Important: The hierarchical structure in the model can produce implosive shrinkage for small data sets and/or priors that allow (or encourage) zero differences between cells. Implosive shrinkage is merely what the model implies, given the data, but it might not be what you think is a meaningful description of the data. If you get implosive shrinkage that you deem inappropriate or not useful, then you can change the prior structure so it more accurately reflects your modeling assumptions. For example, you could simply change the model so it has no hierarchical structure, but then, of course, you get no sharing of information across cells. The program presently uses prior distributions that de-emphasize zero differences between cells. This helps prevent implosive shrinkage, but it is also an expression of a prior belief that exactly-zero differences are improbable. In particular, the prior is not a half-Cauchy or folded-t distribution that some statisticians have recommended as a generic prior for hierarchical variance terms. Please see the comments inserted throughout the program.

As an example, consider a 3-by-4 two-factor between-subjects design. (And no, I don't have any within-subjects versions; sorry.) A link to the data file is included below. Here is a plot of the sample means:
Although not visible in the plot of the cell means, the cells have outliers and heteroscedastic variances. The results of a conventional ANOVA yield:

             Df Sum Sq Mean Sq F value   Pr(>F)
x1            2    658   329.1   2.375   0.0939 .
x2            3   3661  1220.2   8.804 1.02e-05 ***
x1:x2         6   1446   241.0   1.739   0.1096
Residuals   588  81495   138.6
---
Signif. codes:  0 ‘***’ 0.001 ‘**’ 0.01 ‘*’ 0.05 ‘.’ 0.1 ‘ ’ 1


Notice, above, the non-significant (overall) interaction. Using the Bayesian program, we find, among other things, that there is a credibly non-zero interaction contrast (depending on your choice of ROPE):
The Bayesian program provides estimates of all the cell means and cell variances (etc.), so you can do lots of comparisons of cell means and cell variances.

The program (AnovaTwoFactor.R) and data file (AnovaTwoFactorData.csv) are available at the usual program repository.

1. Not disputing your Bayesian analysis here, but why say that classic ANOVA assumes "that the data are distributed normally within cells and that the variances are the same for all cells".
There is no normality assumption of data in ANOVA, only normality of residuals within cells - which is quite different from normality of data. Also, frequentist methods have adjustments for violations of homogeneity of variance (think Kruskal-Wallis or something like that).

2. Regarding normality, that's what I meant (and what I still think I said). Unless you mean something else...

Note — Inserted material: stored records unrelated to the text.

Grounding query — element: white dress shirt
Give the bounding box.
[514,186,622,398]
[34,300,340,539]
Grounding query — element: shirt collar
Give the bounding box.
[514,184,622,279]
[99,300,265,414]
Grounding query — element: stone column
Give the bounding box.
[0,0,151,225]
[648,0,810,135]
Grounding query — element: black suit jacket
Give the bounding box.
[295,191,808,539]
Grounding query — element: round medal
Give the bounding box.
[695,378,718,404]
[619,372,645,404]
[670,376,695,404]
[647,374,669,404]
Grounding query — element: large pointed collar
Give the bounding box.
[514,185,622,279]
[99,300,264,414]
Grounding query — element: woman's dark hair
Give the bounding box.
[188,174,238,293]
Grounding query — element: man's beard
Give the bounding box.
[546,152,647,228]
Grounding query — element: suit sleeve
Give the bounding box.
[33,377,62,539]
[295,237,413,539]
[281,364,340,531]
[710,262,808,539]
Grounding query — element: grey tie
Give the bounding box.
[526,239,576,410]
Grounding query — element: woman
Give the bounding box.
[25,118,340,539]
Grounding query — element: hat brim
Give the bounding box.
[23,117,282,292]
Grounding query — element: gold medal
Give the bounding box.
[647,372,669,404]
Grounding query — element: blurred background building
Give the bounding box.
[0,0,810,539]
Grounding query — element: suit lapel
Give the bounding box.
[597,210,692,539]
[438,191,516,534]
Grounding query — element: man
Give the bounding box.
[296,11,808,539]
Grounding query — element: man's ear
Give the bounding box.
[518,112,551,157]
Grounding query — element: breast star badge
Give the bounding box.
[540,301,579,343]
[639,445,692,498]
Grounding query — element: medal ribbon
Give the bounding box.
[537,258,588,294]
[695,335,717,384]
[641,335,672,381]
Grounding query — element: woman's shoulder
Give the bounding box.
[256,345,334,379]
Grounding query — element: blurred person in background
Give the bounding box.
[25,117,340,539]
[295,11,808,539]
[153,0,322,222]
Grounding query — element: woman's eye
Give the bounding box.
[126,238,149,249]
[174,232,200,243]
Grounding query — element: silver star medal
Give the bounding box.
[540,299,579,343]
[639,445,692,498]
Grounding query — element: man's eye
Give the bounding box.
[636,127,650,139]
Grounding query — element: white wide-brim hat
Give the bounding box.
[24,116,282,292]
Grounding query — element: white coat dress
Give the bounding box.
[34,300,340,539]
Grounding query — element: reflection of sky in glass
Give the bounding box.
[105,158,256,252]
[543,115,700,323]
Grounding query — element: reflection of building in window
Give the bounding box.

Regarding frequentist "fixes" for violations of homogeneity... My goal is to show that with Bayesian methods you can actually create a model that is appropriate for your data. As in this example, you can actually estimate distinct variances for each cell, and put those estimates in a hierachical structure (if that is an appropriate expression of your prior). The Bayesian method seamlessly produces a posterior distribution on parameters that is directly interpretable.

3. Dear John,
I think I understand most of the modeling decisions in this program (thanks to your excellent book). One aspect I don't see is your warning about the "de-emphasis of zero differences between cells". How should that come about? Thank you very much!

4. Dear Johannes:

The priors on the SD parameters are gamma distributions that are parameterized by their mode and SD. This makes the left side of the gamma distribution plummet down at zero. (For related info, see http://doingbayesiandataanalysis.blogspot.com/2012/08/gamma-likelihood-parameterized-by-mode.html )

Admittedly, when the SD of gamma distribution is large, the left side of the gamma distribution can still put a lot of mass very close to zero, but it's supposed to be an attempt to let the prior be zero at zero.

Ultimately, this sort of hierarchical prior in ANOVA-style models works best when there are many levels on the factors, and/or lots of data in the cells. The shrinkage can produce strange results for small data sets.